Victorian company fined $1.3M after pleading guilty to workplace manslaughter

06 March 2024

A Victorian stonemasonry company is the first company to be sentenced under Victoria’s new workplace manslaughter laws.


On 19 February 2024, LH Holding Management Pty Ltd (LH Holdings) became the first Victorian company to be successfully prosecuted under the new Victorian workplace manslaughter regime.

Workplace manslaughter was first introduced as an offence in Victoria on 1 July 2020.1 Since that time, under section 39G of the Occupational Health and Safety Act 2004 (Vic) (OH&S Act), it has been an offence for companies and their officers to engage in negligent conduct that constitutes a breach of a duty owed to another person under the OH&S Act which causes the person’s death.

If found guilty of workplace manslaughter, officers of companies face a maximum penalty of 25 years imprisonment and companies face a maximum penalty of over $19 million.2


On 12 October 2021, LH Holdings’ sole director, Mr Laith Hanna, operated a loaded forklift across a sloped driveway while a subcontractor stood by to assist with stabilising the load. The forklift tipped over and landed on the subcontractor, resulting in fatal injuries.

Relevantly, the Court found that:

  • LH Holdings was negligent in failing to ensure that the forklift was operated safely;
  • Mr Hanna operated the forklift and therefore caused the death of the subcontractor; and
  • LH Holdings’ contravention of the OH&S Act was attributable to Mr Hanna’s failure to take reasonable care.

LH Holdings pleaded guilty to one charge of workplace manslaughter before the Supreme Court of Victoria, and was convicted and fined $1.3 million.

Mr Hanna pleaded guilty to a single charge under section 144(1) of the OH&S Act for being an officer of a company that committed workplace manslaughter.

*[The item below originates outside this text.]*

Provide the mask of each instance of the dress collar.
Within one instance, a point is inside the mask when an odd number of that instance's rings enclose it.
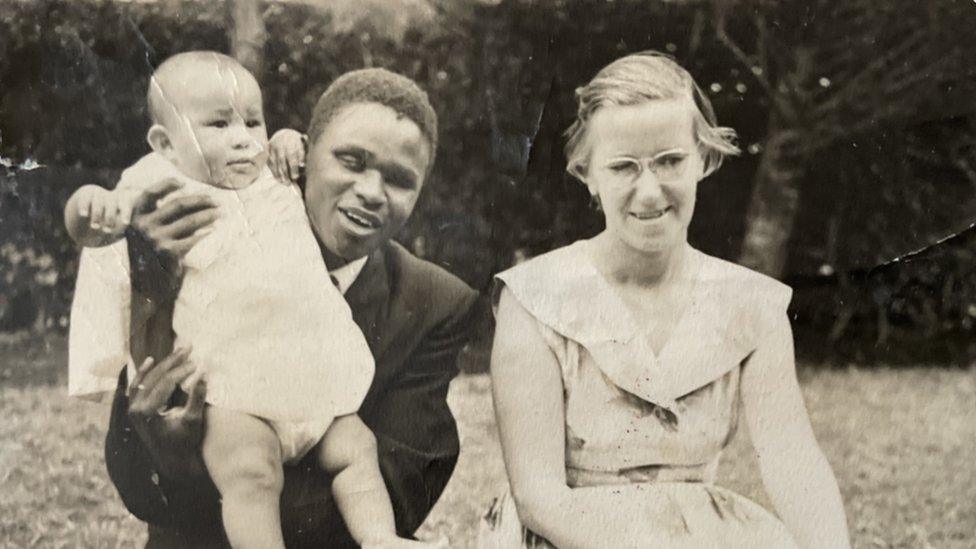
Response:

Mr Hanna was sentenced to a 2-year Community Corrections Order and ordered to undertake 200 hours of unpaid community work.

Mr Hanna and LH Holdings were ordered to pay $120,000 in compensation to the subcontractor’s family.


Although the new offence of workplace manslaughter did not create a new duty under the OH&S Act, the provision provides significant deterrence to companies and officers to ensure compliance with their duties under the OH&S Act, and provides for tough penalties if there is a death at a workplace.

Although LH Holdings’ and Mr Hanna’s penalties were far from the maximum penalties available to the Court, the maximum penalties reflect the parliament’s view in respect of the seriousness of the offence and the penalties imposed against LH Holdings and Mr Hanna were substantial.

1 Section 3 of the Workplace Safety Legislation Amendment (Workplace Manslaughter and Other Matters) Act 2019.
2 Section 39G(1) and 39G(2). Based on the Victorian penalty unit in the 2023 – 2024 financial year.